山口さんはとてもこの街をとても気に入ってるらしく、今回はこちらで住む家を探しているようなのだ。彼はメコン川沿いの家を探しているのだが、どうも川沿いはやはり好立地(景色が最高)のため価格も高く、先日売りに出されていたものは土地及び家で1000万もするということだった。山口さんにはちょっと手が出ない価格のようだ。

ニィーとは5年の付き合いがあり、山口さんがチェンセーンに来た時はいつも、山口さんがニィーをどこかへ連れて行ってあげているようだ。先日もピーピーの店にいる時も、二ィーは山口さんの横にベッタリと座っていた。

僕らがから見ればとてもお似合いに見える。山口さんはかなりのレベルでタイ語を使いこなせるので、意思の疎通は特に問題はないようだ。二ィーはよく街の人から、「いつ結婚するんだ?」と聞かれるらしい。

そこら辺の状況を木村さんに聞いてみたが、どう山口さんには”あまりその気はない“ようだ。気になった木村さんも二ィーに直接確かめたようだった。

木村さんによると、どうも、二ィーは1度山口さんに対して「結婚しようか?」と言ったことがあるらしい。その時の状況はどれほど本気で言ったのか分からない。しかし返事は「No」 だったという。

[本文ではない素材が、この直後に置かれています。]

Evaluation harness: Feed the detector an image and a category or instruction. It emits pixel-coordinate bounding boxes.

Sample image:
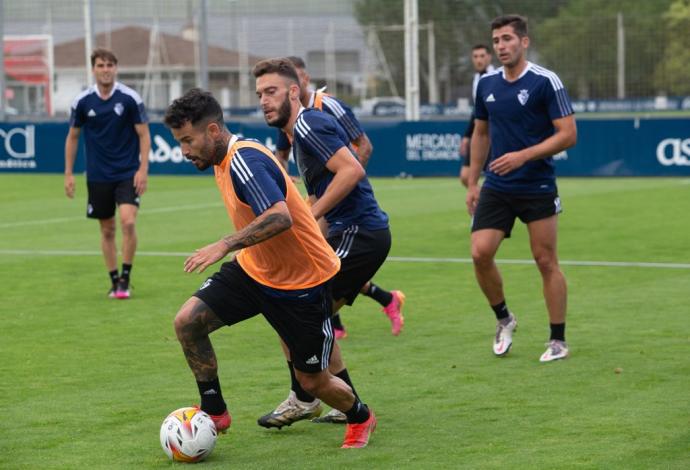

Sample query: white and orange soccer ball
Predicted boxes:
[160,407,217,462]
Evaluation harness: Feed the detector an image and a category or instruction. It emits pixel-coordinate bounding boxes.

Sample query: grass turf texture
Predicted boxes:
[0,175,690,469]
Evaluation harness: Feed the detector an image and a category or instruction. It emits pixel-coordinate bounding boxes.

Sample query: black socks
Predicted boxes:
[549,323,565,342]
[288,361,314,403]
[345,397,369,423]
[196,377,227,415]
[122,263,132,282]
[491,300,510,321]
[364,282,393,307]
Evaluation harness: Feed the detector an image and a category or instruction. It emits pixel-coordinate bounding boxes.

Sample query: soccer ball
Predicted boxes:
[160,407,217,462]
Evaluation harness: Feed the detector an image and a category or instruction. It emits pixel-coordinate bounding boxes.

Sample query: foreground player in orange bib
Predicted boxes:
[165,89,376,448]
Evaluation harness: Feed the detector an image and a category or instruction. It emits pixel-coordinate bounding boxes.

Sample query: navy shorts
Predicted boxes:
[326,225,391,305]
[472,188,563,238]
[86,178,139,219]
[194,261,333,373]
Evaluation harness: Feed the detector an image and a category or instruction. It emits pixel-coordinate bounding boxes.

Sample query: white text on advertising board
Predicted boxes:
[656,139,690,166]
[405,133,462,161]
[0,124,36,168]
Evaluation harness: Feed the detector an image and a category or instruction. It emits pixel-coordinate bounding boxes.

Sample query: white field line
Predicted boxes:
[0,202,223,229]
[0,249,690,269]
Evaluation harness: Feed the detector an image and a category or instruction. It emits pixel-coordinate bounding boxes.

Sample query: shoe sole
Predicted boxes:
[386,291,405,336]
[256,408,323,429]
[539,353,570,364]
[340,414,378,449]
[494,322,517,357]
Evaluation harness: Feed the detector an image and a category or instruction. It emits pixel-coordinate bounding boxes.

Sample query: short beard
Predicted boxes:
[213,139,228,165]
[266,96,292,129]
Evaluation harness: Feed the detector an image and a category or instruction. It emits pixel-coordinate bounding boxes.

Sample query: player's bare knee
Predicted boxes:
[101,224,115,240]
[297,374,323,396]
[173,301,205,342]
[120,219,136,237]
[534,253,559,276]
[472,243,494,267]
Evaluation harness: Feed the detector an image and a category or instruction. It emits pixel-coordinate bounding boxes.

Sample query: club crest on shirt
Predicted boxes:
[518,90,529,106]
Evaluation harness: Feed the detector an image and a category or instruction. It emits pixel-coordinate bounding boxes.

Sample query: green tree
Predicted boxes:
[354,0,567,102]
[534,0,672,99]
[654,0,690,96]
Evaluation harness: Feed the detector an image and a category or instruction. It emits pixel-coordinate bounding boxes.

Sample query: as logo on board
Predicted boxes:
[518,90,529,106]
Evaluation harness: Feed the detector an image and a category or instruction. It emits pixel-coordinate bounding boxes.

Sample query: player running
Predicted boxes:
[276,56,405,339]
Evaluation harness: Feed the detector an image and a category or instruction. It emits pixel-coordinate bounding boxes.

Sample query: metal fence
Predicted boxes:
[0,0,690,119]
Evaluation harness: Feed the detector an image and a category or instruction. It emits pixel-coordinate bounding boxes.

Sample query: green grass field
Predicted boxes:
[0,174,690,469]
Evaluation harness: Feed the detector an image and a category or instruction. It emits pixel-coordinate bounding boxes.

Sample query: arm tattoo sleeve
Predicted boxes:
[223,213,292,251]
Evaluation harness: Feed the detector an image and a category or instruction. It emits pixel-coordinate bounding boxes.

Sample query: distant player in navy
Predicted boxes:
[65,48,151,299]
[460,44,494,187]
[466,15,577,362]
[276,56,405,339]
[253,58,396,427]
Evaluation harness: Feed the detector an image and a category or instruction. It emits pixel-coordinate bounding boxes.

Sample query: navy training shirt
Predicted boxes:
[276,91,364,150]
[293,108,388,235]
[230,139,287,217]
[475,62,573,194]
[70,82,148,182]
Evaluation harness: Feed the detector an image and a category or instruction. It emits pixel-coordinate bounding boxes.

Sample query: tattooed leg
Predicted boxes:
[175,297,225,382]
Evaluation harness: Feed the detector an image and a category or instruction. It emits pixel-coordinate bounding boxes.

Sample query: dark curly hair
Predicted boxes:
[491,15,527,38]
[163,88,225,129]
[252,57,299,85]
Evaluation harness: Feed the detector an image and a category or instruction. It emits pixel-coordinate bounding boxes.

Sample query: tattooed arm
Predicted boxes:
[184,201,292,273]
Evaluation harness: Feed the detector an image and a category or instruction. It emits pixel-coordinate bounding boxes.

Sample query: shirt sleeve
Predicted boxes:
[321,95,364,142]
[463,111,474,139]
[544,74,574,120]
[130,95,149,124]
[294,111,349,165]
[473,78,489,121]
[276,130,292,150]
[230,148,287,217]
[69,100,84,127]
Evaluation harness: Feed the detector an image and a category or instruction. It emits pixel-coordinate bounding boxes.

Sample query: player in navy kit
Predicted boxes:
[466,15,577,362]
[65,49,151,299]
[276,56,405,339]
[253,58,391,434]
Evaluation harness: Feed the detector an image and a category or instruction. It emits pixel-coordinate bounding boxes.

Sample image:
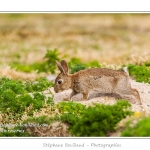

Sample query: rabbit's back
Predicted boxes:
[74,68,129,93]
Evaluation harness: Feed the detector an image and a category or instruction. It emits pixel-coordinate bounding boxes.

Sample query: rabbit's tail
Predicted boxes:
[122,67,129,76]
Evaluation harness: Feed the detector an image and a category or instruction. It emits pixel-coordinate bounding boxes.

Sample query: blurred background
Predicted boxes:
[0,13,150,69]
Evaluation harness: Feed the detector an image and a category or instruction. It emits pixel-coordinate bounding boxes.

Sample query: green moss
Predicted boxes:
[128,63,150,83]
[121,117,150,137]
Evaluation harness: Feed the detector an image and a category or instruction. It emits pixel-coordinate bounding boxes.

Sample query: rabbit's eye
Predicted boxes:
[57,79,62,84]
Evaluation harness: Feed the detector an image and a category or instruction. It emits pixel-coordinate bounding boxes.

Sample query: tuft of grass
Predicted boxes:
[128,62,150,84]
[121,117,150,137]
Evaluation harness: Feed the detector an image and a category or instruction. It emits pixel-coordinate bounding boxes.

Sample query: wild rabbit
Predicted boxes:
[54,60,141,104]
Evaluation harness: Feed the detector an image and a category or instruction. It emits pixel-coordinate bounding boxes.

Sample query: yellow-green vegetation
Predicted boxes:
[121,117,150,137]
[0,13,150,136]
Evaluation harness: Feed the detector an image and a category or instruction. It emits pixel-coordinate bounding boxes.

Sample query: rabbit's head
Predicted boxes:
[54,60,71,93]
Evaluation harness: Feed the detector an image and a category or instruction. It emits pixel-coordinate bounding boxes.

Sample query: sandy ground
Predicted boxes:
[47,80,150,113]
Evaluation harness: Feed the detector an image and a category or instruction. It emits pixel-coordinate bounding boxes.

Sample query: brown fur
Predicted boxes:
[54,60,141,104]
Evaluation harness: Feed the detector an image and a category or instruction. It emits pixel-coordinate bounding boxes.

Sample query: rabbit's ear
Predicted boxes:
[55,60,65,74]
[60,60,69,74]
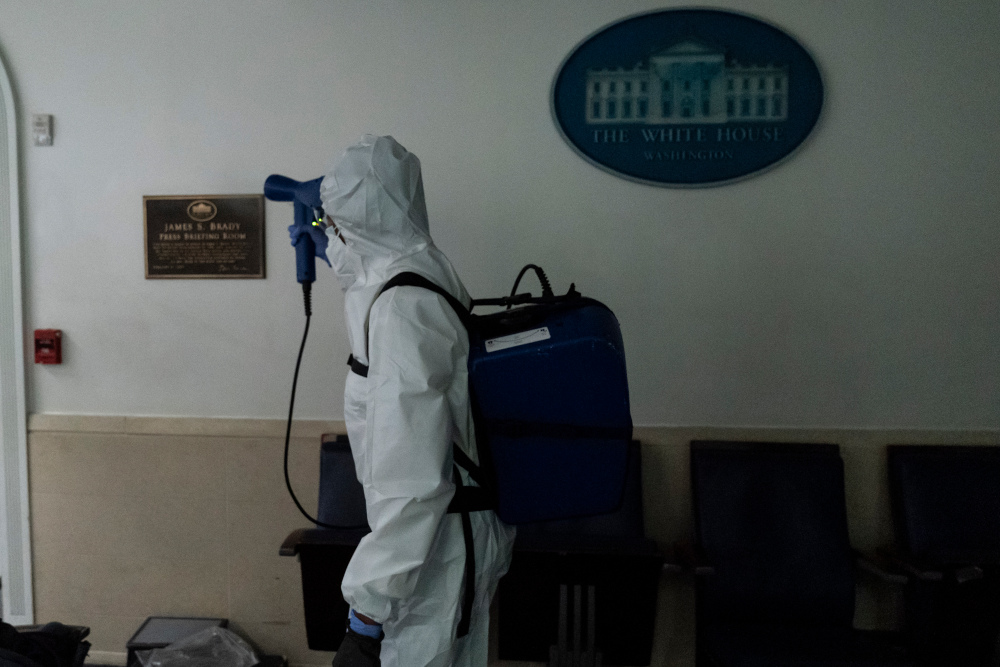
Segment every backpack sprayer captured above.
[264,174,344,528]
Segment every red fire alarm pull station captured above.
[35,329,62,364]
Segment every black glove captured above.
[333,627,382,667]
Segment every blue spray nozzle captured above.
[264,174,330,283]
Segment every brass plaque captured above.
[142,195,264,278]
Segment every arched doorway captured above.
[0,44,34,625]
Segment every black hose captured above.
[508,264,553,307]
[285,283,341,528]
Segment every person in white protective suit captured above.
[320,135,514,667]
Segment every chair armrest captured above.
[663,545,684,574]
[278,528,308,556]
[674,542,715,577]
[278,527,371,556]
[854,550,910,584]
[878,549,944,581]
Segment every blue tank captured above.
[469,297,632,524]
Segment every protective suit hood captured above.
[320,134,470,363]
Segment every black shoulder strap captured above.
[373,271,470,329]
[347,271,472,377]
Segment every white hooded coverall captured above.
[320,135,514,667]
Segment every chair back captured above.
[887,445,1000,564]
[691,441,855,627]
[316,435,368,528]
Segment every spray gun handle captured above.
[295,199,316,283]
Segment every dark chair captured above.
[498,441,664,667]
[887,445,1000,667]
[691,442,912,667]
[280,435,370,651]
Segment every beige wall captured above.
[29,415,1000,666]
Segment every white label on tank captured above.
[486,327,552,352]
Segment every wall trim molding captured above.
[28,413,347,438]
[28,413,1000,445]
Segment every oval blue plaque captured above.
[552,9,823,187]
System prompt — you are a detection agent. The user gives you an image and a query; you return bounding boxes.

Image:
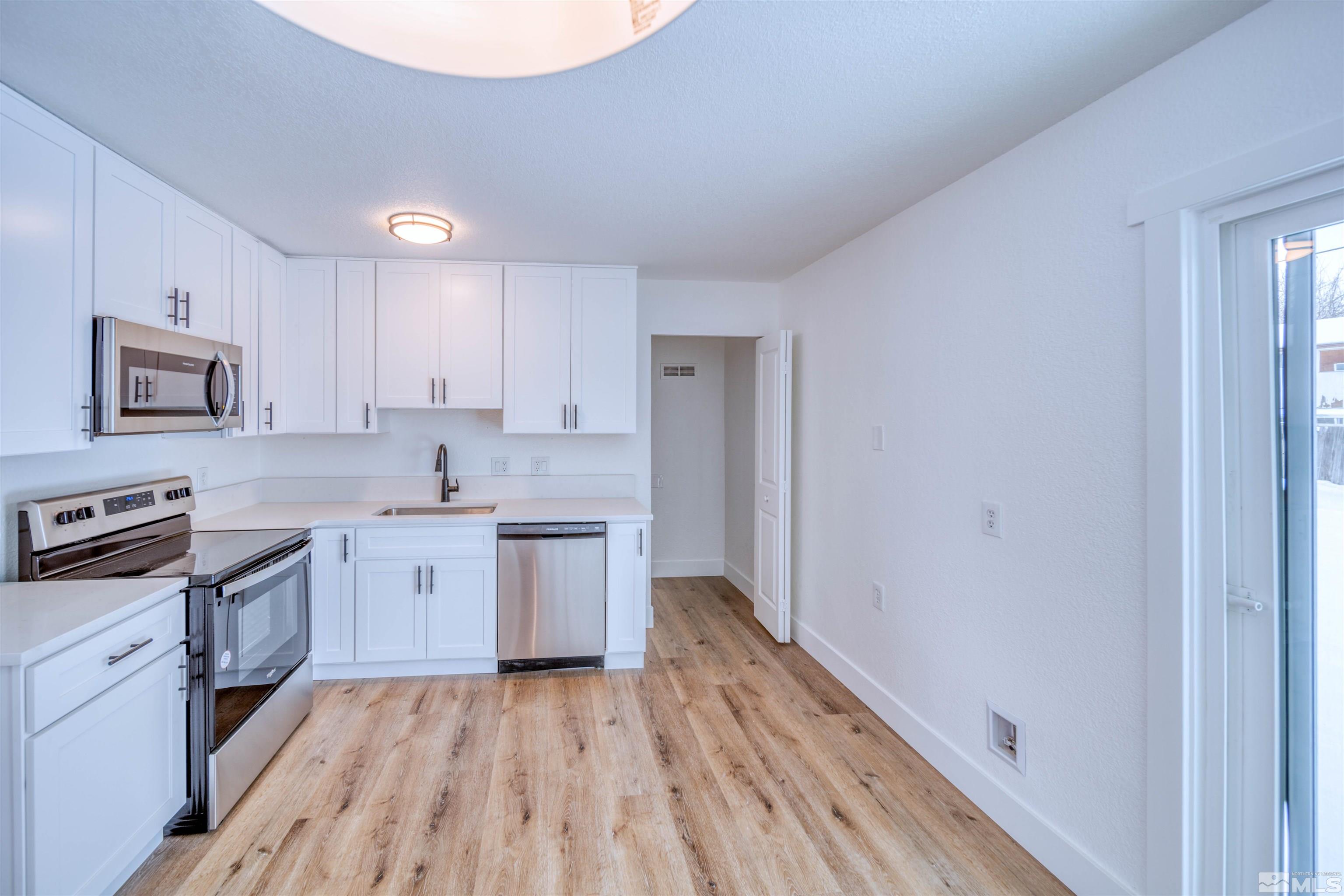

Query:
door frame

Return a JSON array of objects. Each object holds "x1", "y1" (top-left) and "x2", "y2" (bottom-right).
[
  {"x1": 645, "y1": 326, "x2": 793, "y2": 629},
  {"x1": 1129, "y1": 118, "x2": 1344, "y2": 892}
]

二ィーによると、「山口さんは“チェンセーンの街が好きであり、それゆえにこの街へ来る”わけであり、さらに家を買おうとしているのである。別に私に会いに来てくれているわけではない。」 そして、「私は大して美人ではないし、そのことはしょうがないと思う」と もらしていたという。

とても二ィーがいじらしく、かわいそうに思えた。タイ人と日本人という関係が、こんな街にもこんな形で存在しているんだと思うことを何かとても不思議に感じた。